In the light of the distinction we have made, however, it is possible to shed light on some perennial confusions which arise whenever Christianity is misunderstood as a teaching sub specie aeternitatis. As Kierkegaard put it, the object of the student is not the teacher but the teaching, while the object of the Christian is not the teaching but the teacher.* I say perennial because the misunderstanding by the Athenians of Saint Paul and the offense they took is not essentially different from the misunderstanding of modern eclectics like Whitehead, Huxley, and Toynbee, and the offense they take. Not being an apostle and, as Kierkegaard again would say, having no authority to preach, I should hope not to give further offense and to propose only a small clarifying distinction — not a piece of news in the bottle but only a minor “scientific” sentence — which should offend neither believer nor unbeliever. Whitehead, for one, should not take offense. He pronounced that generality is the salt of religion just as it is the salt of science. And if one should propose therefore that Christianity is not a teaching but a teacher, not a piece of knowledge sub specie aeternitatis but a piece of news, not a member in good standing of the World’s Great Religions but a unique Person-Event-Thing in time — then the eclectic should not mind, because to say this is hardly to advance the case of Christianity in his eyes; it is rather to admit the worst that he has suspected all along. I do not mean that a mistaking of the Judeo-Christian Thing for a piece of knowledge sub specie aeternitatis leads always to hostility and rejection. Indeed it is more common nowadays to accept Christianity on such grounds — as being confirmed by Buddhism in this respect or by psychiatry in some other respect — or as in the case of the Look magazine article which announced that one might now believe in miracles because the Law of Probability allowed that once in a great while a body might fly straight up instead of falling down.
We might then be content here to agree to disagree about what salt is and whether or not in becoming general it loses its savor.
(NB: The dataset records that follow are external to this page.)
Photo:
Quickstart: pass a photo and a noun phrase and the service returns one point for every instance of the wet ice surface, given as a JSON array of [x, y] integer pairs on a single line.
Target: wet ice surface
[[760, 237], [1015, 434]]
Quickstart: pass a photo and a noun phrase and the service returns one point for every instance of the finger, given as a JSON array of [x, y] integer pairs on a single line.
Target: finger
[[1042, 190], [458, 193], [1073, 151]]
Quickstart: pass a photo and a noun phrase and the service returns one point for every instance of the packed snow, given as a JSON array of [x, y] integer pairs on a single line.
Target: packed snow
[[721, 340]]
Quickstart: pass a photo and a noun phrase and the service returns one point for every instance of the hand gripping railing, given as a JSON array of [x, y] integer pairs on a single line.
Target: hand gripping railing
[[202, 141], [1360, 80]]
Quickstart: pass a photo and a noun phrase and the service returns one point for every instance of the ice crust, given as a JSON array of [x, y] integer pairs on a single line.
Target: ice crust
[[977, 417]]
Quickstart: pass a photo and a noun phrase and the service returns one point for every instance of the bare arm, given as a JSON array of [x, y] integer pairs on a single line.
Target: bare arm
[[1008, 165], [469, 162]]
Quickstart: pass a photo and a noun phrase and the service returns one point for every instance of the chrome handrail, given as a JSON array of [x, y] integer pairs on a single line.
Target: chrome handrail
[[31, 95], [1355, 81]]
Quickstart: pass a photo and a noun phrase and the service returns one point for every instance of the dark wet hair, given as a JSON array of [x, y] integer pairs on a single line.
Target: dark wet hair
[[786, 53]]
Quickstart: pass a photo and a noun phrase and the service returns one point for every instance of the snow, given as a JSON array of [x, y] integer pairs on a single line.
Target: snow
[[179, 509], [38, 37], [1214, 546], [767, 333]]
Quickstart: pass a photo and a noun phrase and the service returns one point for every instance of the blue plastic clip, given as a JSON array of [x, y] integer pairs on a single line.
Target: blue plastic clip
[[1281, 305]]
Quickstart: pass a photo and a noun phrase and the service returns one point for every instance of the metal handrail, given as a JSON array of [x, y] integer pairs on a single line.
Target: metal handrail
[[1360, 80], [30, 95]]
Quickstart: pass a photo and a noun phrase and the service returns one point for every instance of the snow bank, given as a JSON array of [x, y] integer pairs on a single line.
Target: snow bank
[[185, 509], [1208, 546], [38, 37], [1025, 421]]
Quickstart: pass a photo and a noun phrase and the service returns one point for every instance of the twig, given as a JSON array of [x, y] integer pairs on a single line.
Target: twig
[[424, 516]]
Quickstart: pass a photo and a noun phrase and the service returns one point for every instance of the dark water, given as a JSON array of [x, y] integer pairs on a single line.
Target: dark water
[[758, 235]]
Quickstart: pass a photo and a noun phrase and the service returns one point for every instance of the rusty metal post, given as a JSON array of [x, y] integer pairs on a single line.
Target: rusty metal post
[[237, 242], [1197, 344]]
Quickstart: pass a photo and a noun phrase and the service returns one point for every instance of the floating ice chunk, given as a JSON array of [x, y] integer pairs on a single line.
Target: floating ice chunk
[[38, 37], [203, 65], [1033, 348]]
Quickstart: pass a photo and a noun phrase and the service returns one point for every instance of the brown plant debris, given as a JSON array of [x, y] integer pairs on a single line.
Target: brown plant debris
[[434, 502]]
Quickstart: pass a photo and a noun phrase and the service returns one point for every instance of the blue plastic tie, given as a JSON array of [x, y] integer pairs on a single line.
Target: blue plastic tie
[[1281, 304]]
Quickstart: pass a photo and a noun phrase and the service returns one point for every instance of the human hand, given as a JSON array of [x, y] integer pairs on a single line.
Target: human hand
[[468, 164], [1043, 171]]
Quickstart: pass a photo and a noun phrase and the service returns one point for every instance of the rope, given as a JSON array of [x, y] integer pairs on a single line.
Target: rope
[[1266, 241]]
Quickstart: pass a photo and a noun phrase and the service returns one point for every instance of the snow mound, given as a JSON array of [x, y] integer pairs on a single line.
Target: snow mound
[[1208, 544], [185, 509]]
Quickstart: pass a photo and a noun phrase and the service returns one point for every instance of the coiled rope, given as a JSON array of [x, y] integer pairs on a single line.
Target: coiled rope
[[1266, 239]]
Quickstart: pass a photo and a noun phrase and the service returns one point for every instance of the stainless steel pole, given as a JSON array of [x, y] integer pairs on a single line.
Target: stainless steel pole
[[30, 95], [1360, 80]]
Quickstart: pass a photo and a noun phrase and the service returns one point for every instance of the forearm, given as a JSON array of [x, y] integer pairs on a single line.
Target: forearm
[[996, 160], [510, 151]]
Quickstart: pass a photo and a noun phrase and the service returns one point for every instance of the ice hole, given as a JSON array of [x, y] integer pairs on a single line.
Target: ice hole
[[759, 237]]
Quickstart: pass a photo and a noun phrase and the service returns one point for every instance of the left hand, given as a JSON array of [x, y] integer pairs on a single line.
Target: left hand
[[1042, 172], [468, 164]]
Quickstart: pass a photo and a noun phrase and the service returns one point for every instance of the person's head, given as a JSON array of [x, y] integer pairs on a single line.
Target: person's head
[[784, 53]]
Nevertheless the peculiar character of the Christian claim, its staking everything on a people, a person, an event, a thing existing here and now in time — and on the news of this Thing — and its relative indifference to esoteric philosophical truths such as might be arrived at by Vedantists, Buddhists, idealists, existentialists, or by any islanders anywhere or at any time — might serve here to quicken our interest in news as a category of communication.